本研究采用静电纺丝法制备了两种具有不同纤维直径的聚偏二氟乙烯-六氟丙烯(PVDF-HFP)电解质薄膜用于电化学执行器. 相比于滴涂薄膜, 电纺薄膜具有出色的柔韧性和大量孔隙结构, 其中粗纤维薄膜(PVDF-HFP 22% (w))表现出更好的拉伸断裂应力(7.52 MPa)、拉伸断裂伸长率(235%)和器件面电容(39.8 mF•cm^-2). 在±0.5 V, 0.1 Hz的低驱动电压下, 粗纤维薄膜制备的电化学执行器的驱动位移为9.6 mm, 相比于细纤维执行器的6.5 mm和滴涂薄膜执行器的2.6 mm分别提升了1.48倍和3.69倍. 当电压升高到±2 V, 0.1 Hz时, 粗纤维薄膜执行器驱动位移为24.3 mm, 分别是细纤维执行器的1.19倍和滴涂样品的1.46倍. 该工作为制备大驱动位移电化学执行器提供了新的思路与方法.

关键词: 静电纺丝, 聚偏二氟乙烯-六氟丙烯, 电解质膜, 电化学执行器, 纤维直径

The microstructure of the electrolyte layer in electrochemical actuators significantly influences ion storage and transport, mechanical properties, and the final actuator deformation performance.
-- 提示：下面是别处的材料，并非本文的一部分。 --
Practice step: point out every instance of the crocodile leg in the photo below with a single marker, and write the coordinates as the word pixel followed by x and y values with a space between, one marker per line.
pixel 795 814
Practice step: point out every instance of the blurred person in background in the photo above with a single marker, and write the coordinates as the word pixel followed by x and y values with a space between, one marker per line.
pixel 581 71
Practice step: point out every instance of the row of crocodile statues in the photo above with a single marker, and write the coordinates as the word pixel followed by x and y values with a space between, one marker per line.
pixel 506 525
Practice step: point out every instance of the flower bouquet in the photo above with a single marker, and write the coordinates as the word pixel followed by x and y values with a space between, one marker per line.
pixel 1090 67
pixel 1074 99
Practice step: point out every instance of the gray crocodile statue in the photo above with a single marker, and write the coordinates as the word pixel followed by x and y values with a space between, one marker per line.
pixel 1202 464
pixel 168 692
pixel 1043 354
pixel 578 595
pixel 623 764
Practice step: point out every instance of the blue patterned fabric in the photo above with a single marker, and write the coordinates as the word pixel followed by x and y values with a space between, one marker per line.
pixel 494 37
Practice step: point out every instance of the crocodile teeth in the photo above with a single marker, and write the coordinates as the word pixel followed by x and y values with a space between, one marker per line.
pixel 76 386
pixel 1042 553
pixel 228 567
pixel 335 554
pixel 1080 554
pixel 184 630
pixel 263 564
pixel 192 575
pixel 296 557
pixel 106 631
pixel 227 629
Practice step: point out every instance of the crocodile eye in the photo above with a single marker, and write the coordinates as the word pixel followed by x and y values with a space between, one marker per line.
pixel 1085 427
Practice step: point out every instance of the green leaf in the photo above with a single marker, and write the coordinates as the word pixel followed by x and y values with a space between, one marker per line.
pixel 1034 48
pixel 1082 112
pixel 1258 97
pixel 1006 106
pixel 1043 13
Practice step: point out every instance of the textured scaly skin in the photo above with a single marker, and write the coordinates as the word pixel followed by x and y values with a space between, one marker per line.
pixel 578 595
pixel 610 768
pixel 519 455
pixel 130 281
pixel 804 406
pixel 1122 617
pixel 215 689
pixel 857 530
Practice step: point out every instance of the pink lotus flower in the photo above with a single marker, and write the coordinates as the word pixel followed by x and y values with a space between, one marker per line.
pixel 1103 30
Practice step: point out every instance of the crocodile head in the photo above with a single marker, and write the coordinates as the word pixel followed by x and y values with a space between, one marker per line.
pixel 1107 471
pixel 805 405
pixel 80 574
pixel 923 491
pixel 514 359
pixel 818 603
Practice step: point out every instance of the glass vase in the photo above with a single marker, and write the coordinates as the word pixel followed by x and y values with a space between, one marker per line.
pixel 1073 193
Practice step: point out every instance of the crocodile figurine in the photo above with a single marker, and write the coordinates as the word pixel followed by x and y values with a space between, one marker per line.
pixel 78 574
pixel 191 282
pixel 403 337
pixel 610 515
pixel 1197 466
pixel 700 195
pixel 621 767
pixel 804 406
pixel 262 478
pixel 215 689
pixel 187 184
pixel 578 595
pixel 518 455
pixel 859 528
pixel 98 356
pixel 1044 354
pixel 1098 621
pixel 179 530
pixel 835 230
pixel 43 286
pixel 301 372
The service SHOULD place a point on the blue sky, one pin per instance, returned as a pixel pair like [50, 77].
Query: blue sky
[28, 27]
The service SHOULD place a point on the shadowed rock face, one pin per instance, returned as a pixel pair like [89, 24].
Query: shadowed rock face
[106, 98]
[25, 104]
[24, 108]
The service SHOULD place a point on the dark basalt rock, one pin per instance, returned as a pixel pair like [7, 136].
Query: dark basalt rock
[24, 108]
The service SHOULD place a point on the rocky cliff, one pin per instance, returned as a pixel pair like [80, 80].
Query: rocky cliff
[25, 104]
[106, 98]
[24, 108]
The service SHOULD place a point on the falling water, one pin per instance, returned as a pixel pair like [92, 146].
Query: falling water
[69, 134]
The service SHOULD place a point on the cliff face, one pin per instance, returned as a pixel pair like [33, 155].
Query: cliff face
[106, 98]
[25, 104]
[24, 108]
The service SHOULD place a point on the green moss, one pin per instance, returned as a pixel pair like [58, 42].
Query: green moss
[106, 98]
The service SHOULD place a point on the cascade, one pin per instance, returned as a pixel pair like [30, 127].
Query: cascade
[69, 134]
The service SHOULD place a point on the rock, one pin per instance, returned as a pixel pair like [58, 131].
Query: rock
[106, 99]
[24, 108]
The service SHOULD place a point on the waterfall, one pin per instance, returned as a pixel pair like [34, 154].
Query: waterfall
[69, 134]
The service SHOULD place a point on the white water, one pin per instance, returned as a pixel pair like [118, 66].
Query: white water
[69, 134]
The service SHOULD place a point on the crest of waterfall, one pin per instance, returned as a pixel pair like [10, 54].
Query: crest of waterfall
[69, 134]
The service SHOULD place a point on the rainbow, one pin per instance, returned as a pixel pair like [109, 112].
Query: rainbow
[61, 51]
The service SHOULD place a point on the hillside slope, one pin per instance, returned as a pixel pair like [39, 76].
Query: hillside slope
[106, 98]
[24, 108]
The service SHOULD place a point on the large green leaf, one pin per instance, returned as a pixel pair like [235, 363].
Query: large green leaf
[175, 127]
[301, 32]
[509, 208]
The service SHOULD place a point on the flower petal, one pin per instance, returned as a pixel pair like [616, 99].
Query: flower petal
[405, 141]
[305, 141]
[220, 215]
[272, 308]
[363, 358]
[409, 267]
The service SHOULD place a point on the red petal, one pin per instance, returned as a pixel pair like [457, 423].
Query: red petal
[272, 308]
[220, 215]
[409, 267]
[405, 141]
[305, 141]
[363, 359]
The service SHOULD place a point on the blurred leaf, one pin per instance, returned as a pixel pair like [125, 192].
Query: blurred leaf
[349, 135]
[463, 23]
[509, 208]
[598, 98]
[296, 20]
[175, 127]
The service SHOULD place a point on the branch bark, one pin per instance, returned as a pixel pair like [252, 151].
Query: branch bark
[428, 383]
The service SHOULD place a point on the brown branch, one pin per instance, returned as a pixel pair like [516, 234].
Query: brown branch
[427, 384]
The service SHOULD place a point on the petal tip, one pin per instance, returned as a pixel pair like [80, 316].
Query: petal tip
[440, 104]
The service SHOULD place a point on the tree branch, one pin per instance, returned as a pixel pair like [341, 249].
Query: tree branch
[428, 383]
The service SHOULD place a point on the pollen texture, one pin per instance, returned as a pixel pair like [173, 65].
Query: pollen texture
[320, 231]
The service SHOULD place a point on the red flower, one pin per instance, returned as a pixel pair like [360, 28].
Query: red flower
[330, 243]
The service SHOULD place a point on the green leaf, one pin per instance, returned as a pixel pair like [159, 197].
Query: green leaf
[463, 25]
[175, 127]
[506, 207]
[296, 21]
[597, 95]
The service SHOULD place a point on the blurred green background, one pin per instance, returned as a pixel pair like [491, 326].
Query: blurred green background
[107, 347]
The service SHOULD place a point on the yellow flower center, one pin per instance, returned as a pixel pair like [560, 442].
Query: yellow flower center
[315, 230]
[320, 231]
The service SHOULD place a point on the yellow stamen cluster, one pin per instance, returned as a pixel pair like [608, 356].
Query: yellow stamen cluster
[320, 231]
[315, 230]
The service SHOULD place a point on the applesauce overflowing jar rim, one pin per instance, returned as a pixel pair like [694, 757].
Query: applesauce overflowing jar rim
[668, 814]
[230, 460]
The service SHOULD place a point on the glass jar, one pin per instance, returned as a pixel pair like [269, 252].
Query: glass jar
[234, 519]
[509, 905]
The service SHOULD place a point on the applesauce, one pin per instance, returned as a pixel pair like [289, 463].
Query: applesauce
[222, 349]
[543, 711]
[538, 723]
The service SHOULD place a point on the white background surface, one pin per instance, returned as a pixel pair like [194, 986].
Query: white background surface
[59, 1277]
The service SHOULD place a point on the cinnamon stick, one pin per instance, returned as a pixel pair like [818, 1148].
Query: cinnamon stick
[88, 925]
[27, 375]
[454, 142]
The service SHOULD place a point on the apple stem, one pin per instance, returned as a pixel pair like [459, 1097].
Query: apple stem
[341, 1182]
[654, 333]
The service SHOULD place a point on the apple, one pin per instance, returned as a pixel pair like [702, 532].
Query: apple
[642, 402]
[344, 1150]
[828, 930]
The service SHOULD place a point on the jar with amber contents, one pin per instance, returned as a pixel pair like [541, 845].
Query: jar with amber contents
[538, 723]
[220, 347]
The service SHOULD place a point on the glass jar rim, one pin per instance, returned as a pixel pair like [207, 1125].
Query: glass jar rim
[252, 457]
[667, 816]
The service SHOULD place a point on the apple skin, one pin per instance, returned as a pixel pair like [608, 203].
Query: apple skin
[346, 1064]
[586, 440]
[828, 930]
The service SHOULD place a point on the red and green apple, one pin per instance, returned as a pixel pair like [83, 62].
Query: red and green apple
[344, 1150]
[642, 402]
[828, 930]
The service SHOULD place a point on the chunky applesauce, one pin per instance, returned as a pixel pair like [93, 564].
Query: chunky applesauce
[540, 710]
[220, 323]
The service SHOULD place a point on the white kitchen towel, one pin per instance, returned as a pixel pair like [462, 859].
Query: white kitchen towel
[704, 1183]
In this study, two types of polyvinylidene fluoride-hexafluoropropylene (PVDF-HFP) electrolyte films with varying fiber diameters were prepared by electrospinning for electrochemical actuators. We controlled the diameters of the fibers by adjusting the concentrations of the polymer solution, while the film is carefully controlled to a consistent size in length, width, and thickness. Subsequently, the fiber film was immersed in the ionic liquid to achieve excellent electrolyte film performance. A poly(3,4-ethylenedioxythiophene): poly(styrene sulfonate) (PEDOT:PSS) electrode thin film was prepared using a drop coating method. Finally, an electrochemical actuator was prepared by hot pressing the electrode and electrolyte films. Compared with the drop-coated electrolyte film, the electrospun counterparts exhibit an excellent flexibility and a porous structure. Among them, the film with a larger fiber diameter (PVDF-HFP 22% (w)) reveals better tensile stress (7.52 MPa), tensile strain (235%), porosity (74%) and surface capacitance (39.8 mF•cm^-2), and its tip displacement is 9.6 mm at ±0.5 V and 0.1 Hz, which is 1.48 times that of the smaller fiber diameter sample (PVDF-HFP 16% (w)) and 3.69 times that of the drop-coated sample, respectively. When at ±2 V and 0.1 Hz, the displacement is as high as 24.3 mm, which is 1.19 times that of the smaller fiber diameter sample (PVDF-HFP 16% (w)) and 1.46 times that of the drop-coated sample, respectively. Under the driving voltage of ±0.5 V and 0.1 Hz, after 10000 cycles, the driving displacement of PVDF-HFP 22% (w) electrochemical actuator can still reach 98% compared with the initial state. By improving the microstructures of electrolyte films through electrospinning, we successfully realized the preparation of high-performance electrochemical actuators, which provides a new idea for the development of soft robots in the future.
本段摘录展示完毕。